CAIE S2 2004 November Q4
4 The weights of men follow a normal distribution with mean 71 kg and standard deviation 7 kg . The weights of women follow a normal distribution with mean 57 kg and standard deviation 5 kg . The total weight of 5 men and 2 women chosen randomly is denoted by \(X \mathrm {~kg}\).
  1. Show that \(\mathrm { E } ( X ) = 469\) and \(\operatorname { Var } ( X ) = 295\).
  2. The total weight of 4 men and 3 women chosen randomly is denoted by \(Y \mathrm {~kg}\). Find the mean and standard deviation of \(X - Y\) and hence find \(\mathrm { P } ( X - Y > 22 )\).
CAIE S2 2004 November Q5
5 Of people who wear contact lenses, 1 in 1500 on average have laser treatment for short sight.
  1. Use a suitable approximation to find the probability that, of a random sample of 2700 contact lens wearers, more than 2 people have laser treatment.

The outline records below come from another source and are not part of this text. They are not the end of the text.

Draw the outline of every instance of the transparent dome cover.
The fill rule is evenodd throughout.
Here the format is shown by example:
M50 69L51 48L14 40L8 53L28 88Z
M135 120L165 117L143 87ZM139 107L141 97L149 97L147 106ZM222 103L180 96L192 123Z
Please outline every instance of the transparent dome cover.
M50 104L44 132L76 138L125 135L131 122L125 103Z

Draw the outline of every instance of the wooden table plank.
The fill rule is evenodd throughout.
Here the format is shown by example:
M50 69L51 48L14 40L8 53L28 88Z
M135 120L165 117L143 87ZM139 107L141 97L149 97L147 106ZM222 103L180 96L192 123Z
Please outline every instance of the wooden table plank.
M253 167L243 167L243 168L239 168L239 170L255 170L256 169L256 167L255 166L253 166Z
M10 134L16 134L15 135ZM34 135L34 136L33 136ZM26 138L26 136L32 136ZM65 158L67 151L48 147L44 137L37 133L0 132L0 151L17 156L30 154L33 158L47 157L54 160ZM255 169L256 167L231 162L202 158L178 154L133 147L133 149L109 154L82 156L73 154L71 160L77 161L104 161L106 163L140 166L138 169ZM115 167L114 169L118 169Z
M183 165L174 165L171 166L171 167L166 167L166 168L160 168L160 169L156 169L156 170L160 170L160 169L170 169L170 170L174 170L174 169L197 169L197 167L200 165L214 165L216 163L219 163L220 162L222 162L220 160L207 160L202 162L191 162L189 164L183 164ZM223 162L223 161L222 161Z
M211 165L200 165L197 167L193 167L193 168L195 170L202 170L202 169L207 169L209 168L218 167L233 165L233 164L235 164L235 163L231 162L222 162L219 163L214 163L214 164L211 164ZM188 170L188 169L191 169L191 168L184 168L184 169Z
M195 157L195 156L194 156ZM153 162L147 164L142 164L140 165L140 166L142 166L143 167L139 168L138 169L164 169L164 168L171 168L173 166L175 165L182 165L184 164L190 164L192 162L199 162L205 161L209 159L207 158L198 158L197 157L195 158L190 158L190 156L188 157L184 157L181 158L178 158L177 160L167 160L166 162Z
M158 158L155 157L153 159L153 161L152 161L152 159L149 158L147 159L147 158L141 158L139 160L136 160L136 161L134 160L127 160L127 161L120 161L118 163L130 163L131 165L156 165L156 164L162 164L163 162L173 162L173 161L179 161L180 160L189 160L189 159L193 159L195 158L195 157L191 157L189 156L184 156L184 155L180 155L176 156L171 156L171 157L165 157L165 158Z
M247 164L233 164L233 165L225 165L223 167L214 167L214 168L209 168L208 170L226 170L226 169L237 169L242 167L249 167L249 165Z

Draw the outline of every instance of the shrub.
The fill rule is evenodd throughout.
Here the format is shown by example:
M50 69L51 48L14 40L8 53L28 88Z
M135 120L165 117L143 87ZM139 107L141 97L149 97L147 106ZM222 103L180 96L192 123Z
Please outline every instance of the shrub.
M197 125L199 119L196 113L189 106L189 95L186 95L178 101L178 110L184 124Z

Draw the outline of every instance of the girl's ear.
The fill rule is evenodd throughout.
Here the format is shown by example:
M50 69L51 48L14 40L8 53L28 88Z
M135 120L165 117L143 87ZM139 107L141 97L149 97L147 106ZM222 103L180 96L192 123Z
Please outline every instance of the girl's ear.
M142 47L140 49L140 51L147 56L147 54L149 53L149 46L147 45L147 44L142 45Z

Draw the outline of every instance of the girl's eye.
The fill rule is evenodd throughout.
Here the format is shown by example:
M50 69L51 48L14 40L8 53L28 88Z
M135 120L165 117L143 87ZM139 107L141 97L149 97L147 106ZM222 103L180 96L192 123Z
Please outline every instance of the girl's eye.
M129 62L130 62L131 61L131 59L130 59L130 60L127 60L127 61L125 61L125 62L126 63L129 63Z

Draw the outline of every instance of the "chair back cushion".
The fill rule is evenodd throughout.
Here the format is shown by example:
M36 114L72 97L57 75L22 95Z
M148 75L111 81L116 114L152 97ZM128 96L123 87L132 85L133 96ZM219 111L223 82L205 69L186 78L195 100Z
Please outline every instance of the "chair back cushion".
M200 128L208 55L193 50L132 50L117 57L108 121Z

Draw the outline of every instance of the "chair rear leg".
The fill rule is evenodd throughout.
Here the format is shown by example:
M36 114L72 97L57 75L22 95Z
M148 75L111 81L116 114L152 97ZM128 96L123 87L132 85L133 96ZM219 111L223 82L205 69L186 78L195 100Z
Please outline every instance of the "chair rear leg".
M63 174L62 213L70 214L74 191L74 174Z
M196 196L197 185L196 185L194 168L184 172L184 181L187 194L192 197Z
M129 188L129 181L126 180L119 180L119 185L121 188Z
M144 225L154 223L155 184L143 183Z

  2. In a random sample of \(n\) contact lens wearers the probability that no one has laser treatment is less than 0.01 . Find the least possible value of \(n\).
CAIE S2 2004 November Q6
6 A continuous random variable \(X\) has probability density function given by $$f ( x ) = \begin{cases} 3 ( 1 - x ) ^ { 2 } & 0 \leqslant x \leqslant 1
0 & \text { otherwise } \end{cases}$$ Find
  1. \(\mathrm { P } ( X > 0.5 )\),
  2. the mean and variance of \(X\).
CAIE S2 2004 November Q7
7 In a research laboratory where plants are studied, the probability of a certain type of plant surviving was 0.35 . The laboratory manager changed the growing conditions and wished to test whether the probability of a plant surviving had increased.
  1. The plants were grown in rows, and when the manager requested a random sample of 8 plants to be taken, the technician took all 8 plants from the front row. Explain what was wrong with the technician’s sample.
  2. A suitable sample of 8 plants was taken and 4 of these 8 plants survived. State whether the manager's test is one-tailed or two-tailed and also state the null and alternative hypotheses. Using a \(5 \%\) significance level, find the critical region and carry out the test.
  3. State the meaning of a Type II error in the context of the test in part (ii).
  4. Find the probability of a Type II error for the test in part (ii) if the probability of a plant surviving is now 0.4.
CAIE S2 2005 November Q1
1 The number of words on a page of a book can be modelled by a normal distribution with mean 403 and standard deviation 26.8. Find the probability that the average number of words per page in a random sample of 6 pages is less than 410.